Some of the best writing in the book explores the not-so-hidden gay salons and haunts in Paris, New York, and Venice and how artists, writers, and wealthy men flirted with this subculture or made themselves at home in it. Fisher also deftly explains all the ways in which Sargent often focused on wealth and celebrity in his work while interrogating it as well, with many subtle touches of eroticism. Fisher couldn’t be a better guide in analyzing paintings: he’s illuminating without ever coming across as academic or dry.
He also deftly analyzes Sargent’s keen business sense: even in his early twenties, Sargent knew how to cultivate wealthy sitters so he could attract more of them and knew what was daring and unique enough to have work publicly displayed. He did that while remaining in his public persona “understated, hard-working, and self-effacing.” The author does a splendid job charting Sargent’s peripatetic life and the ways in which he presented as comme il faut but was actually innovative and even disruptive in his art, testing the limits of what the public might accept. That thread is important for contemporary readers who might need some of the painter’s work decoded due to its subtlety.
Given the book’s subject and the gorgeous color plates, it’s strange that the cover is so grim and unappealing. Fisher’s luscious book deserved better production, something worthy of his subject’s style and genius, worthy of this “painter of luminous complications.” It also deserved much better copy editing because there are too many missing words and repetitions throughout the book.

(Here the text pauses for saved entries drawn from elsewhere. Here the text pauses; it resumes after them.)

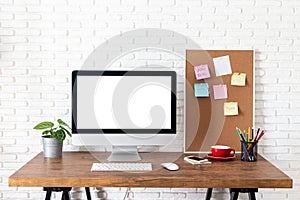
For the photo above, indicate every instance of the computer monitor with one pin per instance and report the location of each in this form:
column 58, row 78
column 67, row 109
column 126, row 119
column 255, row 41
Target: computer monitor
column 125, row 109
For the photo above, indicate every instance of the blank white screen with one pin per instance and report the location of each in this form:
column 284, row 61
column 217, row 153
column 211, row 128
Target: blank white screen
column 124, row 102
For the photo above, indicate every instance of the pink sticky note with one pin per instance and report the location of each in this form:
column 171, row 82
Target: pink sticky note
column 220, row 91
column 201, row 72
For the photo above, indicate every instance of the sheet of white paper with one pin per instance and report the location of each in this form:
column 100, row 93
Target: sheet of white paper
column 222, row 65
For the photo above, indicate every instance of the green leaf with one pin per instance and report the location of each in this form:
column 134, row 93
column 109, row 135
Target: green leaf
column 43, row 125
column 61, row 122
column 60, row 135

All the same, this masterful biography is perfect not just for fans of the painter but for anyone eager to read more about The Gilded Age. One celebrity after another passes through these pages–including Henry James, Robert Louis Stevenson, Monet, Isabella Gardner–and Fisher ably interrogates the privilege that artists like Sargent benefited from, without sounding like too much of a scold.
Be prepared to spend some time on Google looking up paintings and painters you might not have heard of before. And readers might also want to try Donna Lucey’s brisk and entertaining Sargent’s Women which explores the colorful biographies of the women behind four of his iconic portraits.
A lifelong fan of vivid biographies, Lev Raphael fell in love with Sargent’s portraits in college. One of the most enthralling exhibitions he’s ever attended was the mammoth 1987 show of the painter’s work at the Art Institute of Chicago. Raphael has reviewed books for Bibliobuffet, The Detroit Free Press, Jerusalem Report, The Washington Post, and The Ft. Worth Star-Telegram.